Bakın ABD’ye. Yaklaşan Başkanlık seçimleri nedeni ile algı operasyonları dorukta. ABD Başkanı Sayın Tramp'ın ciddi rakibi olan DP aday adayı Sayın Joe Biden hakkında yapıldığı söylenen olaylar skandal. Meğer ABD Başkanı, Ukrayna Devlet Başkanı ile ABD yardımları konusunu konuşurken ondan, Sayın Biden ve oğlu hakkında soruşturma yapmasını istemiş. Yani ABD'nin siyasi, ulusal çıkarlarına dönük evrensel adımlar yerine, tamamen rakip gördüğü adayları darbelemenin küçük oyunları yaşanıyor.
Yalnız orda mı? Avrupa’nın köklü demokrasilerinde seçimlere indeksli popülizm dorukta. Sorunların esasını gizlemek için ilkel milliyetçilik, ırkçılık aldı başını gitti. İnsanların korkuları, ön yargıları ile oynayarak Brexit kampanyasını yalan üstüne kurup, koca İngiltere’yi günümüze kadar devam eden çıkmaz içine sokmak bunun en tipik örneğidir. Üstelik, Muhafazakar Parti’nin başına geçmek, Başbakan, Bakan olmak için de aynı ilkel tavrı, kendi arkadaşlarını ekarte etmek için de kullandılar.

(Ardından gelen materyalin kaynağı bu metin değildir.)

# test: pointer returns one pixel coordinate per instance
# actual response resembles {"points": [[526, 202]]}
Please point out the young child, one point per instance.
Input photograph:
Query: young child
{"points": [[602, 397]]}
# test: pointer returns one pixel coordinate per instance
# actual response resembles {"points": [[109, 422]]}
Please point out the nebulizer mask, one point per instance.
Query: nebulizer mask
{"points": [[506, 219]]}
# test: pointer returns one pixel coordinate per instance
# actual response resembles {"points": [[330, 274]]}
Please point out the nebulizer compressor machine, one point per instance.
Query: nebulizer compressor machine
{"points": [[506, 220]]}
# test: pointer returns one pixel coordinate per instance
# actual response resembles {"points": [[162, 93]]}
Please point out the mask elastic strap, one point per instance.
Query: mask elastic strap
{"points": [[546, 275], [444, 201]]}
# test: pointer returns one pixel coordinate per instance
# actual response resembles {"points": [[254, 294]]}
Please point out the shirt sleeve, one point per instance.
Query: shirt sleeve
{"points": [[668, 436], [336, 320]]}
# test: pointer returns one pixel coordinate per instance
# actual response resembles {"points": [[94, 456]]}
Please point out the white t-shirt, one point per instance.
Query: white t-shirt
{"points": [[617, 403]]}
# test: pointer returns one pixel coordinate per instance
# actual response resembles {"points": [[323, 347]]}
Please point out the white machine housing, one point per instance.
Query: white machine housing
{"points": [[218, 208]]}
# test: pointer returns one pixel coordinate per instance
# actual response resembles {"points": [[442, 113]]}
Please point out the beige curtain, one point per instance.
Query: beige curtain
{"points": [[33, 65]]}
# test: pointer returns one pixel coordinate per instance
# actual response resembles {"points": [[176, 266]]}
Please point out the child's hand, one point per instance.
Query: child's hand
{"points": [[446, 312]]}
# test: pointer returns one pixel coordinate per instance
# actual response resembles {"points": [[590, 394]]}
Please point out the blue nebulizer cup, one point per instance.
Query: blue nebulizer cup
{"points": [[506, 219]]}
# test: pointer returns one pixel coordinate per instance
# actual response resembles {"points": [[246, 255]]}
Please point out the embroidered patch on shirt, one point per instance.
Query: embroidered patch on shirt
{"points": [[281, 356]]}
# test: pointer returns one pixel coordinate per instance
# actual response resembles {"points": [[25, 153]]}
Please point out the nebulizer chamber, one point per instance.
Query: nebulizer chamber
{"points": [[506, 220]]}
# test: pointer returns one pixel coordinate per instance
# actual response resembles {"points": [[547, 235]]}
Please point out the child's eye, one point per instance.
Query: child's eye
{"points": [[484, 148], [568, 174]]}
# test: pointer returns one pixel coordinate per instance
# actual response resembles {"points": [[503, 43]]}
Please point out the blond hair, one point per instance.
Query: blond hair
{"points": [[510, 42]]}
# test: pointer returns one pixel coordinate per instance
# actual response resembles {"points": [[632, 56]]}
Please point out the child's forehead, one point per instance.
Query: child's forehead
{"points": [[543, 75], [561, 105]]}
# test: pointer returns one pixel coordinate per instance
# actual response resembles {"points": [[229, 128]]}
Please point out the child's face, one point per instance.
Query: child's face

Geçtiğimiz günlerde Türkiye’deki bir tartışma programını izliyordum. Tartışma Programının yöneticisi katılımcılara şu soruyu sordu. “Suriye’de kurulması öngörülen Güvenli Bölge, yaklaşan Cumhurbaşkanlığı seçimlerinde partilerin oy tabanlarına nasıl etki yapar? Oylar kime gider? HDP oyları nasıl etkilenir?”

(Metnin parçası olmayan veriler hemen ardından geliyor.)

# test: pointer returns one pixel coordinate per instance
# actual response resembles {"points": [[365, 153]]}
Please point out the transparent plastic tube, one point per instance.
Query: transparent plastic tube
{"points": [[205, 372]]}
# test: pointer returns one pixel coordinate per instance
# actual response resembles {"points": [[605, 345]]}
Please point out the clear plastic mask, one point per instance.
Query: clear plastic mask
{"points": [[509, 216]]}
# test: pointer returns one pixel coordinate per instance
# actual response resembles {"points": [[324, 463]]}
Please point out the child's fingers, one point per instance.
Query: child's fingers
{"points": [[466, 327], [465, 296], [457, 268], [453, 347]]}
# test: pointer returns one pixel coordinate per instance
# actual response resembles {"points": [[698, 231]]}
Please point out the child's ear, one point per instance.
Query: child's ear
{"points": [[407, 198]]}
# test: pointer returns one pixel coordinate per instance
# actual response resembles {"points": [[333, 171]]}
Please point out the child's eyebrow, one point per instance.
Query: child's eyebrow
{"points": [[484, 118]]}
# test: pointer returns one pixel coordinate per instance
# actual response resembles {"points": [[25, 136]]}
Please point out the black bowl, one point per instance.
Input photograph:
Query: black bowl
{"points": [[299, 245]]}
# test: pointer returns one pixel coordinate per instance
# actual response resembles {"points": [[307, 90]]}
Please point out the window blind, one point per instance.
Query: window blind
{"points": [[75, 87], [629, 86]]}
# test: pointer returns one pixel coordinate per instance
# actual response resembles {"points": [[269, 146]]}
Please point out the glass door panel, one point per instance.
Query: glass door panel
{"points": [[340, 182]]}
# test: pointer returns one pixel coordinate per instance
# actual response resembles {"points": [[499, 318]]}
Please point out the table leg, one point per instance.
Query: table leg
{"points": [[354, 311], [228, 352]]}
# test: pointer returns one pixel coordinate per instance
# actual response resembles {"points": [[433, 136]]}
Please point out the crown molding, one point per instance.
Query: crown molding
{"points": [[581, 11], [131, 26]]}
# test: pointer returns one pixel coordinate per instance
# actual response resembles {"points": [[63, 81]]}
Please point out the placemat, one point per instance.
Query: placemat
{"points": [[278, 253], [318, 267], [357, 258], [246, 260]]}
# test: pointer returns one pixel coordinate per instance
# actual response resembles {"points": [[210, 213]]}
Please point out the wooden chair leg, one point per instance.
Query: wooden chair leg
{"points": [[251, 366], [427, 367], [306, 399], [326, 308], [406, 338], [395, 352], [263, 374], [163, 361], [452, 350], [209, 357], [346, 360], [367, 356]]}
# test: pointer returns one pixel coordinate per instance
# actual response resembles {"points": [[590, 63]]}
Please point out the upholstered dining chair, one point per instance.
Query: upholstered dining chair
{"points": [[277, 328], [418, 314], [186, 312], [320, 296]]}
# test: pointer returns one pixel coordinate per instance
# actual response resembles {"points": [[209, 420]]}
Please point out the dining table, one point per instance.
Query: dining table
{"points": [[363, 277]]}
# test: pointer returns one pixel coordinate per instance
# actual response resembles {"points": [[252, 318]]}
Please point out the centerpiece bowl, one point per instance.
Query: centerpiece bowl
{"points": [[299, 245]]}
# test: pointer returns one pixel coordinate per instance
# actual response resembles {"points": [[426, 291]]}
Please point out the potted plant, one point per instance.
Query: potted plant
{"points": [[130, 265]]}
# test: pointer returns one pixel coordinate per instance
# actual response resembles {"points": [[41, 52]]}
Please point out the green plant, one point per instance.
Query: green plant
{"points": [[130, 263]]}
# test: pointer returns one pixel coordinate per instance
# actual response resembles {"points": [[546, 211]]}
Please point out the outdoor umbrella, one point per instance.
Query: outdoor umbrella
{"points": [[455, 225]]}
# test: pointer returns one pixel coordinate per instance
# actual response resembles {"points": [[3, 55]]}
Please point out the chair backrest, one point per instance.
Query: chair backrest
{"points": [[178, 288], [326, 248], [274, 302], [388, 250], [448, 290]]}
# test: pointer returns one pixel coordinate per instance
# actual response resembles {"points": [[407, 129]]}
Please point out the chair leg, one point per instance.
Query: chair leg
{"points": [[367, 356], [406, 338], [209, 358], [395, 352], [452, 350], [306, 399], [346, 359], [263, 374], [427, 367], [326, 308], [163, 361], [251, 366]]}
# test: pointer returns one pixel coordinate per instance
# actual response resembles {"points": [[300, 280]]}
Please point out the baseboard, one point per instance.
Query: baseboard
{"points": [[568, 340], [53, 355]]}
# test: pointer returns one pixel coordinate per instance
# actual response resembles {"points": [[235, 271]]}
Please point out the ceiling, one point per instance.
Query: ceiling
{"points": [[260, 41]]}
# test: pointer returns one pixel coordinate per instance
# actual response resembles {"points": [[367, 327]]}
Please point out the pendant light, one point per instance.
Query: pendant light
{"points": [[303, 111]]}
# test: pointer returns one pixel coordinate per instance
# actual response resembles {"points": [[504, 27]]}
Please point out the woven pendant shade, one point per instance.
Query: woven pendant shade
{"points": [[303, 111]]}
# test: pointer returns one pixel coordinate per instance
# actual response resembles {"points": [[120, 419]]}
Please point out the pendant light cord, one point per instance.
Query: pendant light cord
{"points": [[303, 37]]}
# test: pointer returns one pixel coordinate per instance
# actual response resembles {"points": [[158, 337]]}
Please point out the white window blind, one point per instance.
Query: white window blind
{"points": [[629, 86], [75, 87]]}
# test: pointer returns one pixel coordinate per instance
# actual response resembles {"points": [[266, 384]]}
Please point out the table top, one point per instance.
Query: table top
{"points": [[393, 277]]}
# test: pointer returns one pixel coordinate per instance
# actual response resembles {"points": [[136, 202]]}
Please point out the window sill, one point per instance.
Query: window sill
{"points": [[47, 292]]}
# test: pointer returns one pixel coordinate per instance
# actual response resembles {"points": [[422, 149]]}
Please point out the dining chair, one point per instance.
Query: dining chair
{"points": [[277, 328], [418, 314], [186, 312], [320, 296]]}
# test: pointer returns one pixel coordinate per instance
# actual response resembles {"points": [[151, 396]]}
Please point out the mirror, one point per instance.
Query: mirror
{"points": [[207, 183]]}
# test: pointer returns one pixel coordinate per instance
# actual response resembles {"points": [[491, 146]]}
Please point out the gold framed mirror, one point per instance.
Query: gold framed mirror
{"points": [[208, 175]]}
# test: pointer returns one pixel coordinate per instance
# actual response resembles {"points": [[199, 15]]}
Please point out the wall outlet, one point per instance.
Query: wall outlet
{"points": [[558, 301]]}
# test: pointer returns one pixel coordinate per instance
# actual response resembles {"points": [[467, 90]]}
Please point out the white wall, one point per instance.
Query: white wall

Yani böyle önemli bir konu, Türkiye'yi yakın, orta ve uzak vadede nasıl etkileyebilir üzerinden değil, yakınlaşan Cumhurbaşkanlığı seçimlerini nasıl etkileyebilir üzerinden ele alındı.
Kısacası bu hal yalnız bize özgü değildir. Çünkü siyasi ve toplumsal yaşamda değerler değil, basit güncel zümresel, bireysel çıkarlar öne çıkıyor. Bu nedenle değerlerin etkilediği ilkesel tutumlar yerine, dar siyasi, kişisel, zümresel çıkarlar geçer akçe haline döndü. Bu yüzden her şey ayak oyununa ve insanları siyasetten soğutan ona yabancılaştıran bir ilkelliğe döndü.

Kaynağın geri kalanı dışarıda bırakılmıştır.